Advanced AI systems offer substantial benefits but also introduce risks. In 2025, AI-enabled cyber offense has emerged as a concrete example. This technical report applies a quantitative risk modeling methodology (described in full in a companion paper) to this domain. We develop nine detailed cyber risk models that allow analyzing AI uplift as a function of AI benchmark performance. Each model decomposes attacks into steps using the MITRE ATT&CK framework and estimates how AI affects the number of attackers, attack frequency, probability of success, and resulting harm to determine different types of uplift. To produce these estimates with associated uncertainty, we employ both human experts, via a Delphi study, as well as LLM-based simulated experts, both mapping benchmark scores (from Cybench and BountyBench) to risk model factors. Individual estimates are aggregated through Monte Carlo simulation. The results indicate systematic uplift in attack efficacy, speed, and target reach, with different mechanisms of uplift across risk models.

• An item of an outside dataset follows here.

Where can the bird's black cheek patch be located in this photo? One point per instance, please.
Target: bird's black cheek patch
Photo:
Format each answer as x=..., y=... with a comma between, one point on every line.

We aim for our quantitative risk modeling to fulfill several aims: to help cybersecurity teams prioritize mitigations, AI evaluators design benchmarks, AI developers make more informed deployment decisions, and policymakers obtain information to set risk thresholds. Similar goals drove the shift from qualitative to quantitative assessment over time in other high-risk industries, such as nuclear power. We propose this methodology and initial application attempt as a step in that direction for AI risk management. While our estimates carry significant uncertainty, publishing detailed quantified results can enable experts to pinpoint exactly where they disagree. This helps to collectively refine estimates, something that cannot be done with qualitative assessments alone.